# Help???



## FaithD (Dec 15, 2011)

My name is Faith and I need some help. I am in need of a basic model computer. I have an exter hardrive to store extras of 500g but my current computer is blue screening on a regular basis. I have been dealing with this for almost a year now and am ready to just replace it. I recently found two deals.

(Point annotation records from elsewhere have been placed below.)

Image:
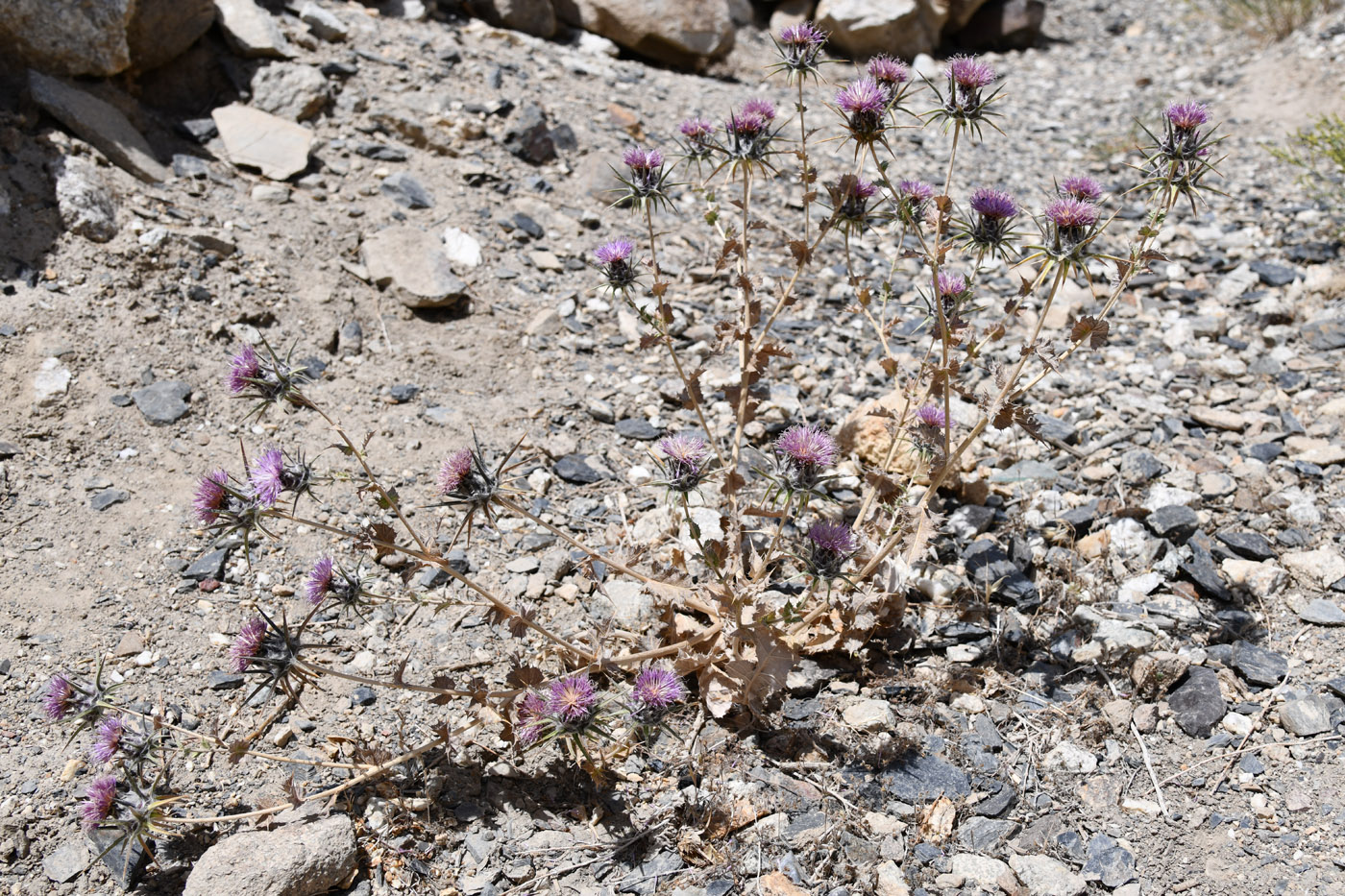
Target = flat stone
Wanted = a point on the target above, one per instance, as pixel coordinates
(406, 191)
(1322, 613)
(98, 123)
(1258, 665)
(1248, 544)
(66, 862)
(1174, 522)
(1324, 335)
(164, 401)
(252, 31)
(108, 496)
(1305, 717)
(413, 264)
(257, 138)
(302, 859)
(1197, 705)
(1045, 876)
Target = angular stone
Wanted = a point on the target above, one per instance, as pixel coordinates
(302, 859)
(257, 138)
(98, 123)
(1197, 705)
(413, 264)
(252, 31)
(164, 401)
(1258, 665)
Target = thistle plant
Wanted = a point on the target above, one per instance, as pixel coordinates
(737, 614)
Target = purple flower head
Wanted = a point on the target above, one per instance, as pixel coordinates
(1186, 116)
(60, 700)
(951, 285)
(531, 720)
(211, 496)
(931, 416)
(107, 740)
(248, 643)
(98, 801)
(319, 583)
(863, 103)
(1071, 214)
(830, 544)
(685, 460)
(244, 370)
(890, 73)
(572, 701)
(968, 73)
(799, 46)
(804, 451)
(454, 470)
(654, 693)
(1080, 187)
(268, 476)
(992, 204)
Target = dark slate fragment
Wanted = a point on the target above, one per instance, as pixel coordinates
(1248, 544)
(1258, 665)
(1197, 705)
(989, 567)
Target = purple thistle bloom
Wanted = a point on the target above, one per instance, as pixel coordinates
(683, 458)
(831, 537)
(654, 691)
(268, 476)
(454, 470)
(572, 701)
(968, 73)
(319, 583)
(107, 740)
(951, 285)
(244, 370)
(992, 204)
(60, 698)
(931, 416)
(531, 720)
(1071, 214)
(98, 799)
(1186, 116)
(248, 643)
(864, 104)
(1080, 187)
(210, 496)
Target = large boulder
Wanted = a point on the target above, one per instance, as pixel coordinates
(678, 33)
(81, 37)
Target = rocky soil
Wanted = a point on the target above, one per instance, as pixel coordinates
(1119, 673)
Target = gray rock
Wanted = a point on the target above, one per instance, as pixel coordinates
(1325, 334)
(412, 264)
(66, 862)
(257, 138)
(302, 859)
(101, 37)
(323, 23)
(679, 33)
(288, 89)
(1174, 522)
(406, 191)
(164, 401)
(1197, 705)
(1258, 665)
(1307, 715)
(98, 123)
(252, 31)
(108, 496)
(86, 205)
(1322, 613)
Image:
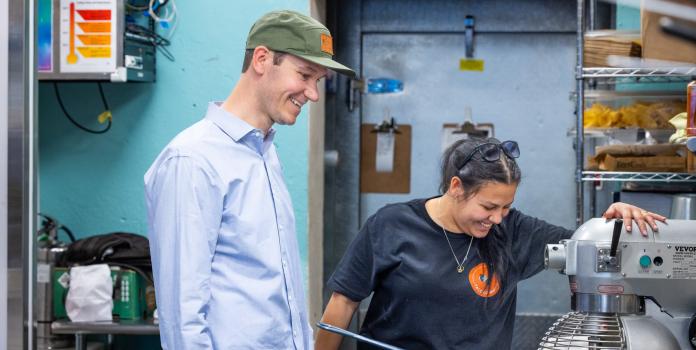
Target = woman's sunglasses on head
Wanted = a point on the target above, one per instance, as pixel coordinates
(490, 152)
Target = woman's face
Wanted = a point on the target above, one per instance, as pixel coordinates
(475, 215)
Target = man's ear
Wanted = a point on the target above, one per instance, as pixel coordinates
(261, 58)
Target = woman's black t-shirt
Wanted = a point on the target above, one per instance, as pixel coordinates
(420, 301)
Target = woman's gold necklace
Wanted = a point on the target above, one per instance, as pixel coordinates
(460, 266)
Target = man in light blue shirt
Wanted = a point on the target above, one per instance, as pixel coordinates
(221, 225)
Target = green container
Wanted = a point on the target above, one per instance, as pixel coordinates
(128, 296)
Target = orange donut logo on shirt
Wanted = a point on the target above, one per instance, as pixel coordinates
(478, 278)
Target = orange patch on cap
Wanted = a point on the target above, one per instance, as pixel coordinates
(478, 276)
(327, 44)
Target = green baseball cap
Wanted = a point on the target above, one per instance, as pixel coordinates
(297, 34)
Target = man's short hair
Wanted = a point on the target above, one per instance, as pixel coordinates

What do you recommend?

Acer 21.5 LED Moniter built in specks E-450
AMD E series Dual Core
4GB Memory 
1TB Hard drive 
AMD Radasn HD 6300 graphics 
DVD RW
Window 7 Home 
Multi in 1 Card Reader 
Office Starter
398.00

HP 18.5 Monitor
AMD Dual Core E-300
3GB Ram
500 GB Hard drive
AMD Radasn HD 6310 graphics 
DVD/CD burner
298.00

I need to make a choice today. 
I have had both name brands and neither one was fantastic but this was years ago.
Thanks for you help!
Faith


----------



## 1002richards (Jan 29, 2006)

Duplicate answered here: http://forums.techguy.org/hardware/1031385-help.html


----------



## Cookiegal (Aug 27, 2003)

Please do not start more than one thread for the same issue.

Closing duplicate.


----------